STAR index file for GRCH37
1
0
Entering edit mode
12 months ago

Hello everyone

I am trying to generate the index file for STAR alignment using hg19 genome. I used the following commad

STAR  --runThreadN 30    --runMode genomeGenerate  --genomeDir /data/shilpia2/STAR.index/ --genomeFastaFiles /data/shilpia2/STAR.index/GRCh37.primary_assembly.genome.fa --sjdbGTFfile /data/shilpia2/gff/gencode.v24.basic.annotation.gtf  --sjdbOverhang 100 --limitGenomeGenerateRAM 30000000000  --outFileNamePrefix /data/shilpia2/STAR.index/hg19


However, the program stops after a while without giving any error and without generating the index file. Could anyone suggest me what could be the reason or is there any problem in my command.

Thanks

software error STAR • 736 views
0
Entering edit mode

I would drop the --limitGenomeGenerateRAM and --outFileNamePrefix flags You could reduce --runThreadN to say, 8, (it might be a resource issue with your cluster). Also make sure that the --genomeDir exists. Let me know how you get on

0
Entering edit mode

How much memory do you have? You need at least 30G+ RAM for the index generation.

0
Entering edit mode

Thank you so much for your response. I used 30GM RAM to run my program and run it for 3 days but it still did not generate the file. Do you think i should run for longer time.

0
Entering edit mode

Did you have 30 cores available for the job? Did you get anything in log/error log?

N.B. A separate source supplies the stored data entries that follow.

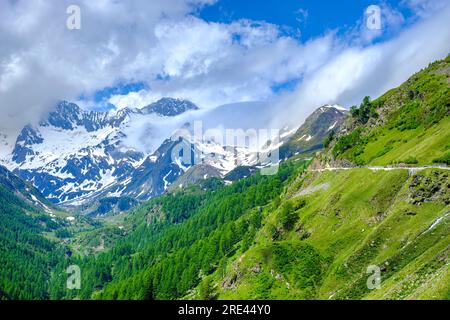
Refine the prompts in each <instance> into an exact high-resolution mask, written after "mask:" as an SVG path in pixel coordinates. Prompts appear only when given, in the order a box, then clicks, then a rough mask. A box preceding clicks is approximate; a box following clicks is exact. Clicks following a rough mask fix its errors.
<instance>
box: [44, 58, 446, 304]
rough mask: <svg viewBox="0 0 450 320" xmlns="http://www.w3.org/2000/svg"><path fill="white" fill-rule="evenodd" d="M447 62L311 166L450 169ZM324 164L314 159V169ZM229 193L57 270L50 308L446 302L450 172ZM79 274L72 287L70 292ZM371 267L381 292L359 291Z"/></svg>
mask: <svg viewBox="0 0 450 320" xmlns="http://www.w3.org/2000/svg"><path fill="white" fill-rule="evenodd" d="M449 70H450V69H449V59H447V60H446V61H440V62H436V63H434V64H432V65H431V66H430V67H429V68H428V69H426V70H423V71H421V72H420V73H418V74H417V75H414V76H413V77H412V78H411V79H410V80H408V81H407V82H406V83H405V84H403V85H402V86H400V87H399V88H397V89H394V90H391V91H390V92H388V93H387V94H386V95H384V96H383V97H381V98H379V99H377V100H375V101H373V102H370V100H368V99H365V101H364V102H363V104H362V105H361V107H360V108H353V109H352V111H351V116H350V117H349V118H348V119H347V120H346V125H345V127H344V128H345V129H346V131H345V132H338V133H337V134H336V136H335V137H333V139H332V140H329V141H328V143H327V145H328V148H327V149H325V150H324V151H323V152H322V154H321V155H319V156H318V158H317V161H315V162H318V163H322V164H324V163H326V162H328V163H329V164H332V163H333V162H335V163H338V162H339V161H342V162H346V163H348V162H349V161H351V162H353V163H354V164H358V165H389V164H395V163H406V164H411V165H415V166H421V165H424V164H431V163H434V162H437V163H443V164H445V163H447V162H446V159H447V158H446V157H447V156H446V155H447V154H448V148H449V143H448V141H449V139H448V138H449V128H450V127H449V126H448V124H449V123H448V121H449V115H450V113H449V107H450V104H449V96H450V92H449V81H448V73H449V72H448V71H449ZM319 160H320V161H319ZM305 165H306V164H305V163H304V162H302V161H296V160H295V159H293V158H292V159H290V160H288V161H286V162H285V163H283V164H282V165H281V166H280V171H279V172H278V174H277V175H274V176H261V175H259V174H255V175H253V176H251V177H249V178H246V179H242V180H239V181H236V182H234V183H233V184H231V185H228V186H223V185H222V184H221V183H218V181H216V180H214V179H212V180H208V181H207V182H208V183H207V184H206V185H202V186H192V187H190V188H188V189H186V190H182V191H180V192H178V193H176V194H167V195H164V196H162V197H160V198H156V199H153V200H151V201H149V202H148V203H146V204H145V205H143V206H141V207H139V208H137V209H136V210H134V211H133V212H132V213H131V214H130V215H129V216H127V218H126V219H124V221H123V225H124V229H123V232H124V233H125V234H126V236H124V237H122V236H120V238H119V239H118V240H115V241H114V243H112V244H111V248H109V250H107V251H105V252H102V253H99V254H95V255H88V256H83V255H78V254H75V255H74V256H73V257H71V258H70V259H66V260H64V261H61V262H60V264H59V265H58V266H57V268H56V271H55V272H54V275H55V276H54V277H52V281H51V284H50V287H51V298H53V299H73V298H82V299H90V298H94V299H181V298H186V299H430V298H432V299H449V298H450V292H449V288H450V283H449V281H450V280H449V279H450V273H449V250H450V215H449V212H450V191H449V190H450V179H449V174H450V172H449V171H448V170H446V169H431V168H428V169H423V170H419V171H414V172H412V171H410V170H407V169H401V168H398V169H395V170H390V171H372V170H370V169H368V168H352V169H350V170H337V171H331V172H313V171H309V172H307V173H305V172H304V169H305ZM69 264H77V265H79V266H80V267H81V269H82V272H83V285H82V288H81V290H80V291H70V292H68V291H67V290H65V288H64V284H65V279H66V278H65V274H64V270H65V268H66V267H67V265H69ZM371 268H377V270H379V272H380V275H381V284H380V287H379V288H378V289H370V288H369V286H368V285H367V283H368V281H369V280H371V278H370V277H371V275H372V274H370V273H369V274H368V273H367V271H368V269H369V271H370V270H371Z"/></svg>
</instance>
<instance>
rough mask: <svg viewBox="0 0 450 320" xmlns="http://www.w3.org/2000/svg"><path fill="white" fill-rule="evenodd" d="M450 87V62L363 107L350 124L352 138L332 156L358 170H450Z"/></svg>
mask: <svg viewBox="0 0 450 320" xmlns="http://www.w3.org/2000/svg"><path fill="white" fill-rule="evenodd" d="M449 83H450V57H449V58H447V59H446V60H443V61H438V62H435V63H433V64H431V65H430V66H429V67H428V68H427V69H425V70H422V71H421V72H419V73H417V74H415V75H414V76H413V77H411V78H410V79H409V80H408V81H406V82H405V83H404V84H402V85H401V86H400V87H399V88H396V89H393V90H391V91H389V92H387V93H386V94H385V95H383V96H382V97H380V98H378V99H377V100H375V101H373V102H370V103H367V104H364V103H363V105H362V108H360V109H359V110H358V109H354V112H353V114H354V115H355V116H354V117H353V118H351V119H350V121H348V124H347V127H348V129H349V130H351V132H350V133H349V134H348V135H344V136H341V137H340V139H339V140H338V141H337V143H335V144H334V147H333V149H332V152H330V154H331V153H332V154H333V156H334V157H336V158H337V159H342V158H345V159H349V160H351V161H352V162H354V163H355V164H358V165H367V164H370V165H390V164H396V163H407V164H418V165H424V164H431V163H434V162H435V163H446V164H449V161H450V159H449V156H450V142H449V141H450V130H449V129H448V128H449V127H450V117H449V116H450V86H449ZM362 109H365V110H366V112H361V111H360V110H362ZM330 151H331V149H330Z"/></svg>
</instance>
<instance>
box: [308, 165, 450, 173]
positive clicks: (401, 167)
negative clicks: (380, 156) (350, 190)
mask: <svg viewBox="0 0 450 320" xmlns="http://www.w3.org/2000/svg"><path fill="white" fill-rule="evenodd" d="M351 169H369V170H372V171H392V170H408V171H409V173H410V174H411V173H414V172H417V171H421V170H426V169H441V170H450V167H447V166H420V167H406V166H399V167H389V166H385V167H370V166H369V167H354V168H333V167H328V168H323V169H308V170H307V171H309V172H326V171H342V170H351Z"/></svg>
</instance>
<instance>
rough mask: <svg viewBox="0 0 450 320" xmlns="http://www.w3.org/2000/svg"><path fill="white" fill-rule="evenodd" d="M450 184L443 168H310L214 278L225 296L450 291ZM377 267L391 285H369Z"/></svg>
mask: <svg viewBox="0 0 450 320" xmlns="http://www.w3.org/2000/svg"><path fill="white" fill-rule="evenodd" d="M428 179H430V181H428ZM425 181H427V182H426V183H424V182H425ZM419 182H420V183H419ZM448 182H449V179H448V172H444V171H439V170H425V171H421V172H419V173H417V174H415V175H413V176H409V175H408V171H407V170H396V171H387V172H382V171H380V172H372V171H369V170H367V169H354V170H349V171H340V172H328V173H309V174H307V175H306V176H304V177H303V178H302V179H301V180H299V181H297V182H296V183H293V184H292V185H291V186H290V188H289V189H288V191H287V192H286V194H285V195H284V196H283V198H282V200H281V202H280V206H279V207H278V209H276V210H269V211H266V212H265V218H264V220H263V223H262V224H263V227H262V228H261V230H260V231H259V232H258V234H257V235H256V237H255V242H254V243H253V245H252V246H251V248H250V249H249V250H247V251H244V252H239V253H237V254H236V255H235V257H234V259H232V260H230V261H229V263H228V264H227V268H226V272H223V273H220V272H216V273H215V274H213V275H212V276H211V279H209V280H208V281H210V282H211V283H213V284H214V285H212V286H211V287H214V290H213V291H214V292H215V295H216V296H217V297H218V298H220V299H371V298H376V299H379V298H381V299H405V298H438V299H439V298H449V294H450V291H449V289H450V282H449V280H450V270H449V268H448V263H449V262H450V259H449V250H450V216H449V214H448V213H449V211H450V208H449V203H450V192H449V189H448ZM424 192H429V193H430V195H429V196H427V197H422V194H423V193H424ZM286 217H288V218H286ZM286 221H289V223H286ZM431 226H433V227H432V228H430V227H431ZM371 265H376V266H379V267H380V268H381V271H382V272H381V277H382V278H381V279H382V282H381V289H378V290H369V289H368V288H367V285H366V282H367V279H368V277H369V275H367V274H366V271H367V268H368V267H369V266H371Z"/></svg>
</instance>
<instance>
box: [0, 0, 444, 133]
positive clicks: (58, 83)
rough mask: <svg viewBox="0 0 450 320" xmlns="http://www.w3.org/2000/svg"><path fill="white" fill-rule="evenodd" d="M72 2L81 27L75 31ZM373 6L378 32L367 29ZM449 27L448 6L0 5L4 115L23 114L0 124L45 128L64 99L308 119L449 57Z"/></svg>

Alex has pre-made hg19/GRCh37 indexes available at this link, if you can't make them.

0
Entering edit mode

I do have 30 cores available. The log file generated does not show any error. The running of STAR terminates after reading of the gtf file. I tried to use the index file from the link you provided. But it shows some error in the genome file.

0
Entering edit mode

This is what it appears in the log file.

 ..... processing annotations GTF
!!!!! WARNING: while processing sjdbGTFfile=/data/shilpia2/gff/gencode.v24.basic.annotation.gtf, line:
chr3    HAVANA  exon    198024658   198024788   .   +   .   gene_id "ENSG00000185621.11"; transcript_id "ENST00000482695.5"; gene_type "protein_coding"; gene_status "KNOWN"; gene_name "LMLN"; transcript_type "protein_coding"; transcript_status "KNOWN"; transcript_name "LMLN-002"; exon_number 15; exon_id "ENSE00003689636.1"; level 2; protein_id "ENSP00000418324.1"; tag "basic"; transcript_support_level "1"; tag "appris_alternative_2"; havana_gene "OTTHUMG00000155375.2"; havana_transcript "OTTHUMT00000339702.1";
exon end = 198024788 is larger than the chromosome chr3 length = 198022430 , will skip this exon

1
Entering edit mode

https://www.gencodegenes.org/human/release_24.html has a file named 'gencode.v24.basic.annotation.gtf'

There are all for hg38 not hg37/hg19.

The hg37/hg19 versions are here: https://www.gencodegenes.org/human/release_24lift37.html

0
Entering edit mode

From the link you provided should i download Comprehensive gene annotation file for GTF and Genome sequence, primary assembly (GRCh37) files ?

0
Entering edit mode

It's up to you and depends on the goals of your study. I primarily use annotations from ENSEMBL and am thus not familiar with the basic vs comprehensive gene annotations. I think you should probably be fine undertaking standard differential gene expression analysis with the basic set but some features could be missing.

0
Entering edit mode

I just have another question. Which is better for alignment. I know people have been recommending to use STAR, but what if I use Bowtie. I was just trying to compare both the tools and see how much is the difference. I was looking for your suggestion. I have to do simple differential gene analysis. So it is ok if I use Bowtie?

0
Entering edit mode

No, Bowtie is used for genomic alignments (i.e. DNA), for transcriptomic alignments (RNA) most would recommend a splice-aware aligner like STAR but you could also use TopHat2 (which uses bowtie under the hood).

0
Entering edit mode

Ok. Thank you so much for your response.

0
Entering edit mode
12 months ago
GenoMax 107k

Are you mixing/matching sequences/annotations by any chance? They are all for the same build?

0
Entering edit mode

Hi

I did mix the annotation which caused the problem. I got the index file generated using the right GTF file. Thank you so much for your response.